Se riuscirà a vincere, il titolo lo dedicherà solo a se stesso. Di questo ne è certo. Ha sofferto, gioito, di nuovo sofferto. Ha patito delusioni, attraversato tragedie e diviso sempre con qualcuno la felicità, quando c’è stata. Ma adesso sente di essere arrivato a un punto della vita in cui si trova da solo davanti al futuro. Prendere o lasciare. Se ce la farà, almeno per questa volta non ci sarà nessuno con cui spartire il trionfo. Sarà tutto per lui.
Pam-pam, pa-pam, pa-pam.
E poi ancora pam-pam, pa-pam, pa-pam, pa-pam.

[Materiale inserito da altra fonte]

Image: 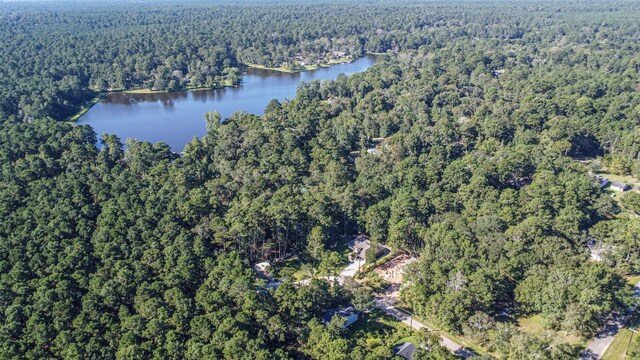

Sembra che non vogliano prendere tempo neppure per respirare. Vanno avanti in apnea. Le braccia sempre in movimento. La schiena curva, la testa incassata, i corpi che oscillano lentamente e i guantoni che vanno a colpire tutto il possibile. Testa, corpo, mento, braccia. Un colpo, un altro ancora e poi un destro che doppia un sinistro, uno, due, cento pugni in fila per costruire un sogno.
Ha ragione Sandro, nel pugilato il successo arriva attraverso il dolore.
È felice. Il titolo mondiale torna a casa.
La faccia è una maschera di sofferenza.
I capelli, non più folti e ricci ma radi e lisci, sono appiccicati alla fronte dal sudore. Gli occhi sono gonfi, un taglio profondo e sanguinante segna brutalmente lo zigomo destro.
È il volto di un eroe appena tornato dalla battaglia. Una lotta antica che solo guerrieri senza paura possono combattere.
Anche l’altro porta i segni dello scontro.
Ha l’occhio destro chiuso, gli zigomi gonfi e un taglio sulle labbra.
Una foto meravigliosa cattura per sempre l’immagine dei due gladiatori.
Pesti, stanchi, sanguinanti e distrutti dalla fatica e dai colpi subiti. Ma vicini. Testa contro testa, guardano la macchinetta fotografica. Le mani vanno ad accarezzare il volto di quello che fino a poco prima è stato un nemico da distruggere e ora è solo un compagno di viaggio sulla difficile strada della boxe.